Dans cet entretien, nous mettons en lumière à la fois le processus de création de notre initiative Stop N Delay, ainsi que les réalités auxquelles sont confronté·es les personnes réfugiées vivant en Suisse avec un permis N.
À travers ces mots, nous souhaitons rendre visibles les injustices vécues dans les Centres fédéraux d'accueil (CFA), et partager notre résistance collective face à l'exclusion, à l'attente interminable et au silence imposé.
Nous ne sommes pas que des dossiers ou des statistiques.
Nous sommes des voix, nous sommes la vie, nous sommes la résistance.
Vous pouvez lire l’interview complète sur le site d’asile.ch ci-dessous.
"Stop N Delay | «Nous sommes plus que l’attente». Une histoire de résistance avec la mobilisation Stop N Delay
Zelal Karatas
En Suisse, les longues années d’attente dans les procédures d’asile ne sont pas qu’un processus juridique: l’incertitude opère aussi une forme d’isolement social et génère une grande détresse. Face à cela, une voix collective s’est élevée: Stop N Delay. «N» en référence au permis octroyé aux demandeurs·euses d’asile. Et «delay» en lien avec la durée de la procédure et les «retards» du processus décisionnel, sources d’anxiété. Née de l’expérience de personnes dont les dossiers dorment dans les tiroirs, cette initiative a été lancée par des requérant·es d’asile kurdes et de Turquie, mais aspire à s’étendre à toutes les personnes concernées. Les témoignages de Senay, Nese et Musa[1]racontent la profondeur du désespoir que l’attente génère, mais aussi la puissance de l’espoir et de la solidarité.

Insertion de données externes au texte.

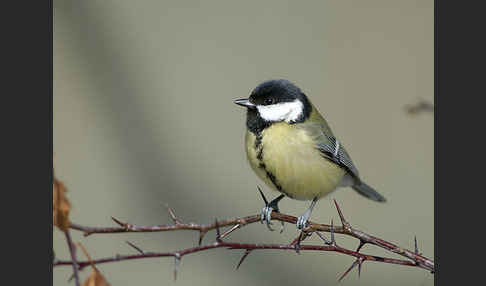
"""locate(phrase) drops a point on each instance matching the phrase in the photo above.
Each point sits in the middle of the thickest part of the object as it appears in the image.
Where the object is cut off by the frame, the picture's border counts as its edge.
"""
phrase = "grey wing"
(332, 149)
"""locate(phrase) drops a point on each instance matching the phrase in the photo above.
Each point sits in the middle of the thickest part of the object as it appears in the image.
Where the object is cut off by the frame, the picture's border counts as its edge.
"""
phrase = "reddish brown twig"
(74, 262)
(237, 223)
(233, 245)
(416, 259)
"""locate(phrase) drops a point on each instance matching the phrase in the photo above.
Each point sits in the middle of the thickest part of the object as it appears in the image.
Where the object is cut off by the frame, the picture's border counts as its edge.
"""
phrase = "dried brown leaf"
(60, 206)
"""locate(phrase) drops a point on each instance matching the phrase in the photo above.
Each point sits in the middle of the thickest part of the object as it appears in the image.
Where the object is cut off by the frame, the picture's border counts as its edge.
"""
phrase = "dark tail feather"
(369, 192)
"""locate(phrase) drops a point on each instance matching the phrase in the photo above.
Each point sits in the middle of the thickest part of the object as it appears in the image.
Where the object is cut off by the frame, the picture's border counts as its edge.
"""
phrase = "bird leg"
(302, 220)
(267, 210)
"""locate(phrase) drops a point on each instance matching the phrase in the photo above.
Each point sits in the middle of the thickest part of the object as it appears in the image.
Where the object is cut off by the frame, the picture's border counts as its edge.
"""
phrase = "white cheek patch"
(288, 111)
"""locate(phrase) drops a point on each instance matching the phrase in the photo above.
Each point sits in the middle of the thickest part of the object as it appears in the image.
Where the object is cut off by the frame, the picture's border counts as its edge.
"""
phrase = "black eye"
(268, 101)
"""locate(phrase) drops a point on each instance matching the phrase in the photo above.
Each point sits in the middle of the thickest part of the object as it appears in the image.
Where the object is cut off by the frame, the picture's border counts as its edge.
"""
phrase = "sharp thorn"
(201, 236)
(243, 258)
(177, 262)
(326, 241)
(333, 241)
(172, 215)
(361, 244)
(416, 245)
(236, 226)
(119, 222)
(349, 269)
(134, 246)
(283, 226)
(359, 268)
(218, 232)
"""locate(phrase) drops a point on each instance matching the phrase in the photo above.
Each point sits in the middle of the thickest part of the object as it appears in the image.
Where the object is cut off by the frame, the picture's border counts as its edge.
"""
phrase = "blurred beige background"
(144, 115)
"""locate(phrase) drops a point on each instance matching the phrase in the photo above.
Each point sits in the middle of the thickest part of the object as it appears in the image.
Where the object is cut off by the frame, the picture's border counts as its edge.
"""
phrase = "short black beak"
(245, 102)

«Cela fait un an et demi que je suis ici», raconte Senay (37 ans). «Lors de l’audition, on m’a coupé la parole, je n’ai pas pu m’exprimer. Depuis sept mois, toujours aucune réponse. Mais ce qui m’épuise, c’est surtout d’être isolée.» À Saint-Gall, dans un foyer reculé, Senay travaille pour 1,5 CHF de l’heure dans des travaux communautaires obligatoires[2]. «J’ai accès à un cours d’allemand, mais seulement trois heures par semaine. Quand la professeure est absente, c’est une personne sans qualification dans l’enseignement de la langue qui la remplace. Ce n’est pas sérieux et suffisant. »

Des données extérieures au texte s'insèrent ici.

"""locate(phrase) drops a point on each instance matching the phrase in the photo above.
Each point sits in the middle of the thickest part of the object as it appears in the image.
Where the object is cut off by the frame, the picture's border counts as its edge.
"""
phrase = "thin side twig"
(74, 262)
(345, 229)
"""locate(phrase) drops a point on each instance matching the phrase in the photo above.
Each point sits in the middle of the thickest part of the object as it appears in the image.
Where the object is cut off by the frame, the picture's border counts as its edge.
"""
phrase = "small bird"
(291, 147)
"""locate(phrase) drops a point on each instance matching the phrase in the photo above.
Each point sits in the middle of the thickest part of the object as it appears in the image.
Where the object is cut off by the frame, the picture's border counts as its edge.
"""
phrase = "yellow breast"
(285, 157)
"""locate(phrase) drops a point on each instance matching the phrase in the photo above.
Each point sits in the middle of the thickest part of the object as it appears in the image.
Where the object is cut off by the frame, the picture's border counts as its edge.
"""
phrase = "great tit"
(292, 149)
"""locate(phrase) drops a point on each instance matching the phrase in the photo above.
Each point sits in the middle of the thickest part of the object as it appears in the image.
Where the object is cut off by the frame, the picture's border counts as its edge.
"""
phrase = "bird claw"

Ce poids de l’attente a des conséquences inattendues et importantes. «Mon mari n’a pas pu fuir avec moi de Turquie. Or, j’arrive à un âge où la maternité ne me sera peut-être plus possible et cela m’inquiète. Je souhaiterais qu’il vienne en Suisse, mais sans les risques liés au voyage. Or, tant que je n’ai pas de décision, il ne peut pas me rejoindre. Cela risque de me priver de mon droit à la maternité. Ce système d’asile ne fait pas que nous faire attendre, il rend invisibles nos désirs.»

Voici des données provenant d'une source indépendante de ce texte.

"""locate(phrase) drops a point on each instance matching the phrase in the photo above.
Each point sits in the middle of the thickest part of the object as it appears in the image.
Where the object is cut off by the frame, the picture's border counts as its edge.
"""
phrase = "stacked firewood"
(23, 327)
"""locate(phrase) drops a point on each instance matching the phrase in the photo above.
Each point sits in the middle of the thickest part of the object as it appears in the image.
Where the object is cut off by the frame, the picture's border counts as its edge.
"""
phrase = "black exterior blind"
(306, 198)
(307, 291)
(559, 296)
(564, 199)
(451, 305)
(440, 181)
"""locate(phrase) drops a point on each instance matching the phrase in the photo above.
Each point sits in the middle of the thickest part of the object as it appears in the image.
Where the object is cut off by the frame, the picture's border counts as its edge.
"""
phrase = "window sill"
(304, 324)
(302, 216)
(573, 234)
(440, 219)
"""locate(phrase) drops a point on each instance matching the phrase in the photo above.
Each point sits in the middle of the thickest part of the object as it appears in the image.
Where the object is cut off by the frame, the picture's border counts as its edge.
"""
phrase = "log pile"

Nese (48 ans) a vécu l’une des plus longues attentes parmi les membres de Stop N Delay. Trois ans à subir les conditions de vie imposées aux personnes avec un permis N, à savoir vivre dans un lieu collectif sans pouvoir choisir ses cohabitant·es. «Dans le foyer, les femmes faisaient face à des violences et à du harcèlement. La police ne nous protégeait pas et ramenait les agresseurs au centre. Alors nous nous sommes organisées entre femmes et avons assuré notre propre autodéfense. C’est là que j’ai compris l’importance du collectif: nous ne sommes pas seules.»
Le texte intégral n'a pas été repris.